Madness singer Suggs at a pre-show interview, and saxophonist Lee Thompson during the set.
I had read before the show that Oasis, the headliners for Friday night, refused to play on the same stage as Madness. “They’re afraid of us,” was Madness’s reply, but not being prima donnas, they happily played on the smaller stage (yeah, foreshadowing). Suggs, Chas Smash, Lee Thompson and the gang came out wearing snazzy suits and opened with One Step Beyond (their dancing has improved with age, I must say), playing their classics (Baggy Trousers, Our House) mixed in with songs from their new album, The Liberty Of Norton Folgate. They may be ancient in Rocker years, but they’ve got a ton of energy in their show, and you can tell they’re having a blast. “We wish we could stay longer and play for you all night, but we have to go now,” they say at the end of their set.
It’s only 8pm at this point, but the weather has gotten chilly. I catch a bit of Bill Callahan, then watch the end of Vampire Weekend from the press tent, trying to thaw out before Oasis. I seriously consider just calling it a night. Even though I like a lot of Oasis’s earlier songs, I’m not exactly enthusiastic about going back out into the cold to watch them in the huge crowd. But one of the other journalists tells me they had a great performance at Bercy Stadium, and that they’re worth watching. So I burrow into the crowd for warmth in from of the Grand Scène at about 9:30pm and wait for the 10pm start.
At about 9:55pm, people notice there are not just roadies, but also Rock-en-Seine staff on the stage. Something is up. The singer from Bloc Party then gets on the stage and takes the microphone. In French, he begins to explain that Noel and Liam have had an argument, and that the band had split up and therefore there would be no concert. We all waited for the punchline. We thought it was a joke. An Englishman next to me asked what he was saying so I translated. Then, on the giant screens appeared a statement in French and English saying that due to an “altercation in the band” that the concert was cancelled. The crowd were informed to hold onto their tickets so that they could be reimbursed later.
It suddenly sunk in. Oasis were not playing (read about the ugly fight and split here). Suddenly the crowd stars booing and heckling the stage. Some rude chanting that I won’t repeat here began in French. Then an announcement came that another band had kindly agreed to step in and perform. A familiar looking keyboard appeared on the stage.
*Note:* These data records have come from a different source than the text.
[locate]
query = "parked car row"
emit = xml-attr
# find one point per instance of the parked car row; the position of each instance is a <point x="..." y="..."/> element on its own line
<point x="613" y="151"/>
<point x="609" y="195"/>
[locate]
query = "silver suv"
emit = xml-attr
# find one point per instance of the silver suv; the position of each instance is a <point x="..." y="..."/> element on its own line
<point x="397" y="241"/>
Madness would get to play on the Grand Scène after all!
While I’m sure a few people were disappointed, it seemed that the majority of the crowd stayed and had a great time. Madness came onstage in new suits and performed the exact same set (which wasn’t so bad since you knew when your favorite songs were coming), with as much, if not more energy than the first set. Those who came too late on Friday or otherwise missed their earlier show were thrilled. Madness were quite gracious about the whole thing. Aside from sneaking a few Oasis riffs into their songs, they only said one thing about the cancellation: “We just want to say that it’s a joy to play for you, and we can’t imagine why anyone would give up the chance to do this.”
As posted on their official website, “ROCK EN SEINE DOUBLE TAKE – MADNESS AVERT INTERNATIONAL RELATIONS MELTDOWN” (see the videos posted there) and a few comments from their fans:
“I was happy that Oasis cancelled and I got to dance around like a crazy loon to Madness for a second time in one day!! At least Madness genuinely enjoy what they do and you can tell that they love being up on stage! If Oasis had played, they would have been very boring, just walk out, warble a bit and walk off. Madness provide a real show!! And Suggs looked rather dashing in a pink suit!!”
Hats off to you, gentlemen, for showing the kids how professionals do it.